Surprised by index choice for count(*)

Started by Rob Sargentabout 8 years ago4 messagesgeneral

robjsargent@gmail.com

about 8 years ago

Should I be? I would have thought the pk would have been chosen v.
function index?

explain analyse select count(*) from bc.segment s;
QUERY PLAN
-----------------------------------------------------------------------------------------------------------------------------------------------------------------------
Finalize Aggregate (cost=4428009.24..4428009.25 rows=1 width=8)
(actual time=14786.395..14786.395 rows=1 loops=1)
   -> Gather (cost=4428009.03..4428009.24 rows=2 width=8) (actual
time=14786.358..14786.386 rows=3 loops=1)
         Workers Planned: 2
         Workers Launched: 2
         -> Partial Aggregate (cost=4427009.03..4427009.04 rows=1
width=8) (actual time=14782.167..14782.167 rows=1 loops=3)
               -> Parallel Index Only Scan using fpv on segment s
(cost=0.57..4210177.14 rows=86732753 width=0) (actual
time=0.061..11352.855 rows=69386204 loops=3)
                     Heap Fetches: 1780
Planning time: 0.221 ms
Execution time: 14815.939 ms
(9 rows)

create or replace function public.pv(l bigint, e bigint, g bigint, o int)
returns float
as
$$
select 1.0*(g+e+o)/(l+e+g+o)::float;
$$
language sql
;

David G. Johnston

david.g.johnston@gmail.com

about 8 years ago

In reply to: Rob Sargent (#1)

Re: Surprised by index choice for count(*)

On Tue, May 1, 2018 at 8:46 AM, Rob Sargent <robjsargent@gmail.com> wrote:

Should I be? I would have thought the pk would have been chosen v.
function index?
Indexes:
"segment_pkey" PRIMARY KEY, btree (id)
"useg" UNIQUE, btree (probandset_id, chrom, startbase, endbase)
"fpv" btree (pv(events_less, events_equal, events_greater, 0))
"segment_markerset_id_probandset_id_idx" btree (markerset_id,
probandset_id)

Haven't looked at the code but among those 4 indexes the one that was
chosen is the one that comes first alphabetically. Ideally it would avoid
multi-column indexes since they are larger; and I believe that a float is
smaller than a uuid so not only alphabetically but the fpv index wins on
size too.

That the index is functional is immaterial here.

David J.

Tom Lane

tgl@sss.pgh.pa.us

about 8 years ago

In reply to: Rob Sargent (#1)

Re: Surprised by index choice for count(*)

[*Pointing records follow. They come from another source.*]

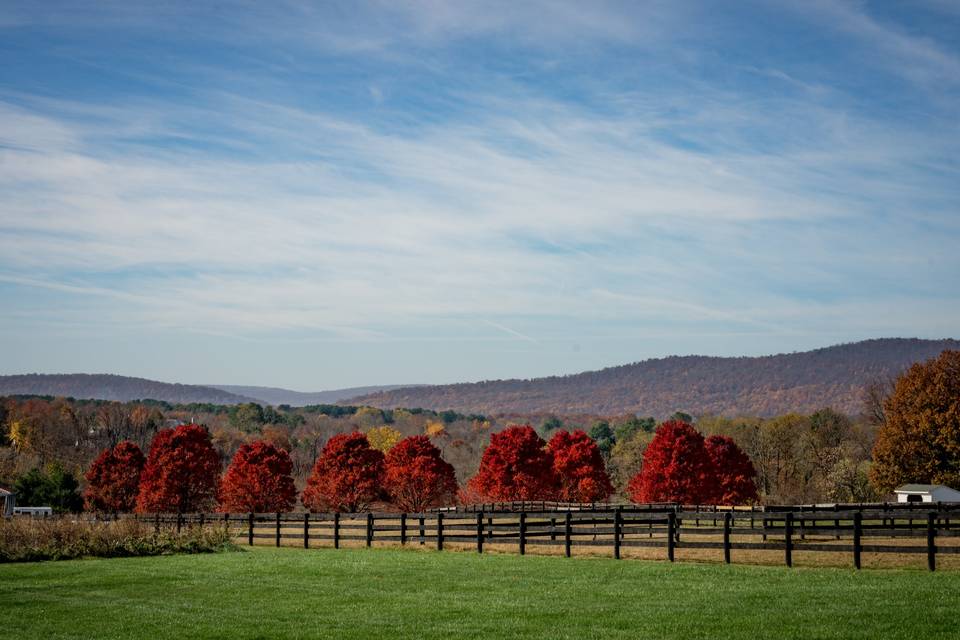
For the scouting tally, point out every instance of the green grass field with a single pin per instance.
(370, 593)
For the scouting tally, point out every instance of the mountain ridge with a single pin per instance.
(744, 385)
(277, 395)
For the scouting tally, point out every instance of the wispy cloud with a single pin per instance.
(552, 204)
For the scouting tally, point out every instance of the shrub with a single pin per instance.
(31, 539)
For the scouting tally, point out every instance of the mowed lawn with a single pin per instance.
(373, 593)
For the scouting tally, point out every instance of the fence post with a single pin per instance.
(788, 539)
(726, 537)
(523, 532)
(617, 525)
(480, 532)
(857, 533)
(671, 525)
(440, 531)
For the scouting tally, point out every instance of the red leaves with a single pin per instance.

Rob Sargent <robjsargent@gmail.com> writes:

Should I be? I would have thought the pk would have been chosen v.
function index?

If I'm reading this correctly, the PK index contains uuids while
the fpv index contains float4s, meaning the latter is probably half
the size. So scanning it is a lot cheaper, at least according to
the planner's cost model.

regards, tom lane

Rob Sargent

robjsargent@gmail.com

about 8 years ago

In reply to: Tom Lane (#3)

Re: Surprised by index choice for count(*)

Thank you both. Simple, as expected. And I’m easily surprised.
Version 10 (perhaps obviously) for those scoring at home.

Show quoted text

On May 1, 2018, at 10:11 AM, Tom Lane <tgl@sss.pgh.pa.us> wrote:

Rob Sargent <robjsargent@gmail.com> writes:

Should I be? I would have thought the pk would have been chosen v.
function index?

If I'm reading this correctly, the PK index contains uuids while
the fpv index contains float4s, meaning the latter is probably half
the size. So scanning it is a lot cheaper, at least according to
the planner's cost model.

regards, tom lane